A good look at the new documentary, which supposedly screens at the Cannes Film Festival this weekend, came this morning at the UK’s Independent, and ‘Le Mans,’ which is described as ‘McQueen’s folie de grandeur.’
It had been claimed that well over a million feet of film were shot by McQueen and his team during the making of Le Mans.
There were issues with the storyline and script during production, and as they waited for these to be resolved, the film-makers kept shooting and shooting.
They were filming during the actual Le Mans race with multiple cameras – and seemingly with little thought as to how their hours and hours of footage were actually going to be incorporated into the movie.
“Some of our footage came from private family collections,” Clarke says, talking about the various sources they drew from for the film.
“Other footage had been recorded at the time.

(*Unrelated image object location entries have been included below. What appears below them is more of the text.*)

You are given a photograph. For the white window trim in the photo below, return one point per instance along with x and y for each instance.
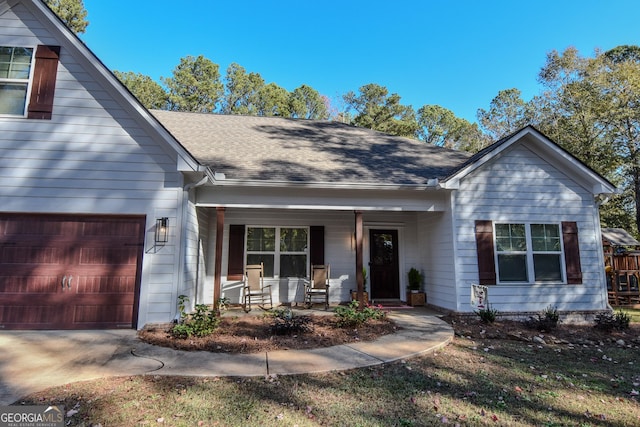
(529, 255)
(29, 82)
(276, 254)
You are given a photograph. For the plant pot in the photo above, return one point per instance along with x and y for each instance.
(354, 296)
(416, 298)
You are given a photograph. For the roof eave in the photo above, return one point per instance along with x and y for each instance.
(221, 180)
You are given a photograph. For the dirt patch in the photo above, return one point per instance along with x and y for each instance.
(581, 334)
(254, 334)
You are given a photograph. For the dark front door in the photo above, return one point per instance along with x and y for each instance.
(383, 265)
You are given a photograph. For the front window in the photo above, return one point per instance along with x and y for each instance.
(15, 70)
(529, 252)
(283, 250)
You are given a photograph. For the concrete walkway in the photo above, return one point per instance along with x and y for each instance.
(34, 360)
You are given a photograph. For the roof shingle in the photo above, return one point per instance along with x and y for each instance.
(293, 150)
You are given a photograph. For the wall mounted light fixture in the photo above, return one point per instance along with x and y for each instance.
(162, 230)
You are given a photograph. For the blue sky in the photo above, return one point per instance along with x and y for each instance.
(457, 54)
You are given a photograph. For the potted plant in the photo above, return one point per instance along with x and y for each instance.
(415, 297)
(415, 280)
(354, 294)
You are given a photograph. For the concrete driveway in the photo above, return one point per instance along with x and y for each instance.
(31, 361)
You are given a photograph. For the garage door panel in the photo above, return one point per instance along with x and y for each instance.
(31, 316)
(109, 228)
(44, 227)
(32, 255)
(109, 256)
(105, 284)
(69, 272)
(115, 315)
(30, 283)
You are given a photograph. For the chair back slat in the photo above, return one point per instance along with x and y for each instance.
(319, 276)
(254, 276)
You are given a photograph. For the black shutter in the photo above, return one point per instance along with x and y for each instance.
(486, 257)
(316, 244)
(571, 253)
(44, 82)
(235, 267)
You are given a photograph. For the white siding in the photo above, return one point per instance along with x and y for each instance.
(93, 157)
(436, 240)
(519, 186)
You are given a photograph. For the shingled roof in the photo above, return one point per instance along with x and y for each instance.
(249, 148)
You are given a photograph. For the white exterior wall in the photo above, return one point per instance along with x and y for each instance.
(91, 158)
(520, 187)
(436, 238)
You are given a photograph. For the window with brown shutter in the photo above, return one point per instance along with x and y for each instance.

There was an on-set ‘making of’ documentary made by one of our contributors, John Klawitter…” They also unearthed a Swiss documentary, The Song of Le Mans, made during the shooting of Le Mans but never released. (This turned up in a Paris film vault.)
They also came across several hours of super 8mm home-movie footage shot by one of the drivers, Paul Blancpain, during the race.
An email came back saying that “hidden beneath a sound stage and covered in dust, we found between 400 and 600 boxes of film.”
Miraculously, the rushes had survived intact.
The first box the film-makers looked at contained material from the camera car.
“It was just inspiring to look at,” Clarke says. “McQueen wanted a camera car – a car that was racing in Le Mans and from which they could use the footage to put across the authenticity of the driver during the race.”
And it worked, but the movie way-didn’t — this could be a documentary about a pseudo-documentary on the Le Mans 24-hour race, which was McQueen’s historic moment of change.
Filming was horrid — one driver for the movie portion lost a leg in a crash; the project went way-over budget; script problems led to the original director, noted filmmaker, John Sturges (long-time Western guy, “Gunfight at the OK Corral,” including three with McQueen, “Never So Few,” “The Magnificent Seven,” and “The Great Escape“) quitting production; and a host of other financial/artistic fuck-ups.
McQueen lost his ass — his production company folded, and his 15-year marriage to dancer Neile Adams also folded.
However, former top-notch, professional driver, Derek Bell, in a piece at Vanity Fair in 2009, said this of McQueen and motor racing:
It was apparent he would have happily been a race driver.
He enjoyed mixing with us on our “driver” level and I think the fact that I had no ambition to be an actor relaxed him considerably.
He was evidently used to avoiding aspiring actors who would try to upstage him, whereas we were very relaxed about the whole thing and he was in our world.
We developed a strong friendship during the shoot that resulted in our two families taking a small château together for the last few weeks of filming.
Apparently, this new McQueen/’Le Mans‘ doc might be worth a view, but I’ll most-likely wait for an appearance on Netflix…sad commentary on futuristic nostalgia.